A Cipherlot is a personal, encrypted data node that enables sovereignty over digital information through capability-based sharing and metadata minimization. This specification defines the core protocol requirements.

1. Introduction

1.1 Motivation

Decentralization alone is insufficient for digital sovereignty.

Existing decentralized systems (Mastodon, Diaspora, ActivityPub) solve the centralization problem but create new vulnerabilities:

• Metadata exposure: Federation protocols reveal who talks to whom
• Instance admin surveillance: Server operators see all user activity
• Traffic correlation: Network observers can build social graphs
• Bulk seizure: Encrypted data can be downloaded and stored for future decryption
• Quantum threat: Post-quantum computers will retroactively decrypt today’s traffic

Cipherlots provides anonymization, not just decentralization:

• Metadata minimization: Blind relays that can’t see message contents or routing
• Traffic obfuscation: OHTTP prevents correlation of communication patterns
• Selective disclosure: Capability-based sharing prevents bulk data exfiltration
• Forward secrecy: Cryptographic ratcheting makes old data unrecoverable
• No identity registry: Decentralized capabilities eliminate central correlation points

1.2 Threat Model

Cipherlots defends against:

1. Platform surveillance (Facebook, Google model)
2. Federation surveillance (Mastodon admin model)
3. Metadata correlation (NSA bulk collection model)
4. Bulk seizure + quantum decryption (harvest-now, decrypt-later threat)
5. Traffic analysis (Tor adversary model)

Cipherlots does NOT defend against:

• Compromised end-user devices
• Physical coercion with key disclosure
• Real-time MITM if user accepts bad certificates
• Social engineering attacks

1.3 Requirements

The key words “MUST”, “MUST NOT”, “REQUIRED”, “SHALL”, “SHALL NOT”, “SHOULD”, “SHOULD NOT”, “RECOMMENDED”, “MAY”, and “OPTIONAL” in this document are to be interpreted as described in RFC 2119.

2. Architecture

2.1 Core Components

A Cipherlot consists of:

• Vault: Encrypted storage backend
• Capability Manager: Grant/revoke access tokens
• Discovery Service: Optional mesh networking
• Relay: Optional metadata-blind proxy

2.2 Encryption Requirements

All data MUST be encrypted at rest using AES-256-GCM or equivalent. Encryption keys MUST be derived from user-controlled secrets.

3. Capability-Based Sharing

3.1 Capability Tokens

Access grants are represented as capability tokens that encode:

• Resource identifier
• Scope (read, write, admin)
• Expiration time
• Revocation nonce

3.2 Token Format

capability := HMAC-SHA256(secret, scope || resource || exp || nonce)

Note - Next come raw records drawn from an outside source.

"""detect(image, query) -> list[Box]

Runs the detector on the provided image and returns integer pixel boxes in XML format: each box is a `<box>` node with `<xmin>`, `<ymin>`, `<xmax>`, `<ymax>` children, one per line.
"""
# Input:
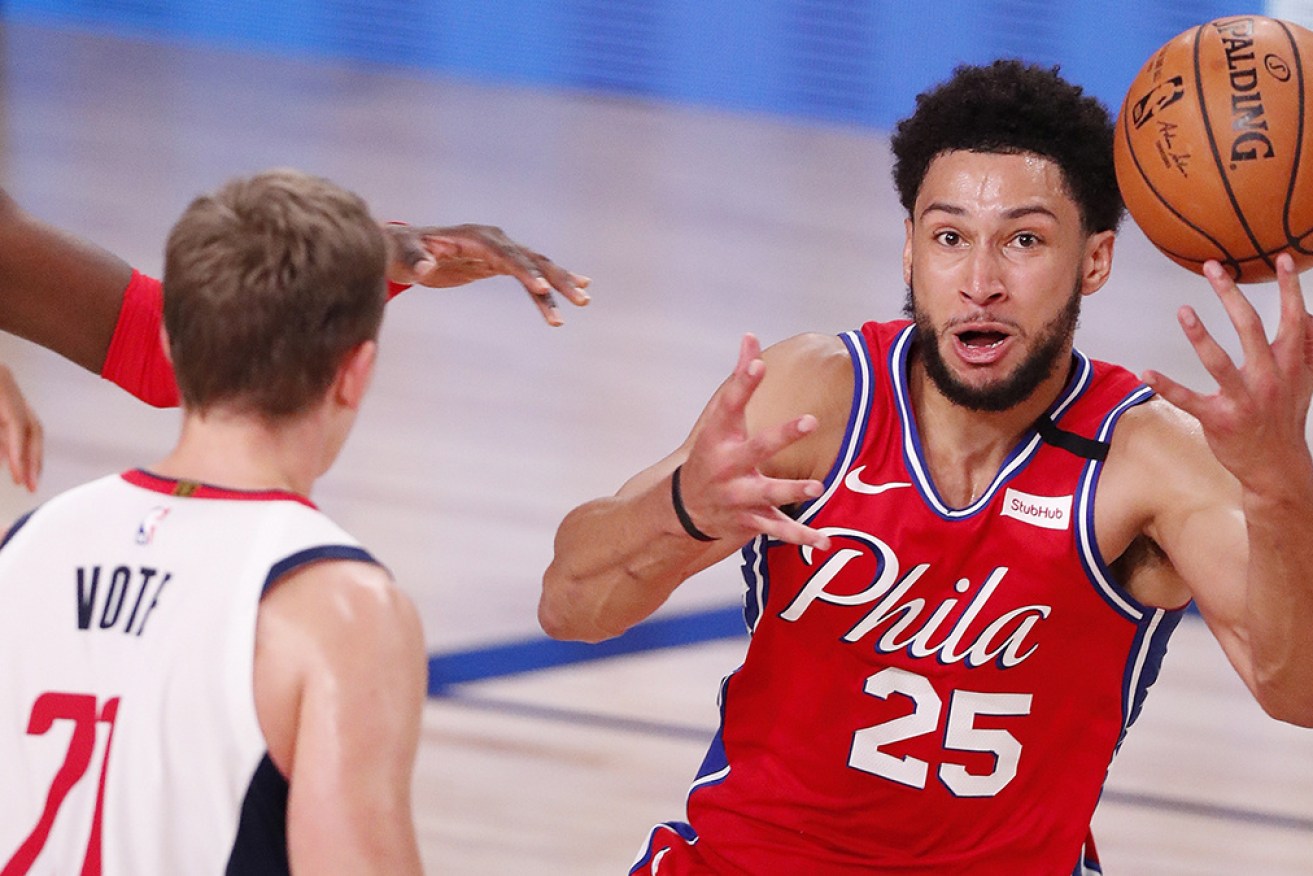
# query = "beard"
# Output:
<box><xmin>903</xmin><ymin>280</ymin><xmax>1081</xmax><ymax>412</ymax></box>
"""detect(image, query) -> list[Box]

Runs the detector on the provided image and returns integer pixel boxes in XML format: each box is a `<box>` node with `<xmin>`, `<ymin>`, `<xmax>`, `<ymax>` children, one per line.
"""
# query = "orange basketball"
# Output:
<box><xmin>1115</xmin><ymin>16</ymin><xmax>1313</xmax><ymax>282</ymax></box>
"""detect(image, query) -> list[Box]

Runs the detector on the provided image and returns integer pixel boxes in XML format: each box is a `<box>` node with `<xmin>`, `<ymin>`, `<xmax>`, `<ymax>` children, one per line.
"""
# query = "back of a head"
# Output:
<box><xmin>164</xmin><ymin>169</ymin><xmax>386</xmax><ymax>420</ymax></box>
<box><xmin>892</xmin><ymin>60</ymin><xmax>1124</xmax><ymax>232</ymax></box>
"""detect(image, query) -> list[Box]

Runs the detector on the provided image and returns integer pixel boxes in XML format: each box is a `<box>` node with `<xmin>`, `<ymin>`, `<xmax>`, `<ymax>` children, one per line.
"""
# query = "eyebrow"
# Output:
<box><xmin>920</xmin><ymin>201</ymin><xmax>1058</xmax><ymax>221</ymax></box>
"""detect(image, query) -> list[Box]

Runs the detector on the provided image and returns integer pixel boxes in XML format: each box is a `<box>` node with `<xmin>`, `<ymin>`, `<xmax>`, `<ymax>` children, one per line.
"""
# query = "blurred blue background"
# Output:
<box><xmin>0</xmin><ymin>0</ymin><xmax>1291</xmax><ymax>129</ymax></box>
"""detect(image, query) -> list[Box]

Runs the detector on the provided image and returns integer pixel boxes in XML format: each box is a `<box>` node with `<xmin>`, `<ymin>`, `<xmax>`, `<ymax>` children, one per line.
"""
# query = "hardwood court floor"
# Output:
<box><xmin>0</xmin><ymin>17</ymin><xmax>1313</xmax><ymax>876</ymax></box>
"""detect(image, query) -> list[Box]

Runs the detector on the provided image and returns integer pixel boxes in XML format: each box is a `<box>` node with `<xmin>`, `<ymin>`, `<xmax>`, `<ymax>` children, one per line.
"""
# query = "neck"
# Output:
<box><xmin>151</xmin><ymin>408</ymin><xmax>332</xmax><ymax>496</ymax></box>
<box><xmin>907</xmin><ymin>353</ymin><xmax>1070</xmax><ymax>507</ymax></box>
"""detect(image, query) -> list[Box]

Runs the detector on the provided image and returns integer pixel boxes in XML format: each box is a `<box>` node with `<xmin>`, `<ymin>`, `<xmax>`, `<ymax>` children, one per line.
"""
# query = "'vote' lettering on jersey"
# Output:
<box><xmin>77</xmin><ymin>566</ymin><xmax>172</xmax><ymax>636</ymax></box>
<box><xmin>780</xmin><ymin>527</ymin><xmax>1053</xmax><ymax>668</ymax></box>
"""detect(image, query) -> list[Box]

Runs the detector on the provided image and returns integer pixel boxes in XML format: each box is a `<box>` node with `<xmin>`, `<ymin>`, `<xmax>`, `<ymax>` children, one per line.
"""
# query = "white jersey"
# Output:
<box><xmin>0</xmin><ymin>470</ymin><xmax>373</xmax><ymax>876</ymax></box>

4. Security Considerations

4.1 Threat Model

Cipherlots defend against:

• Platform surveillance
• Metadata correlation
• Third-party tracking
• Coerced disclosure (via plausible deniability)

4.2 Limitations

Cipherlots do NOT protect against:

• Compromised client devices
• Physical coercion with key disclosure
• Traffic analysis at network layer (without relay)

5. References

• [RFC 2119] Key words for use in RFCs to Indicate Requirement Levels
• [libp2p] Modular network stack documentation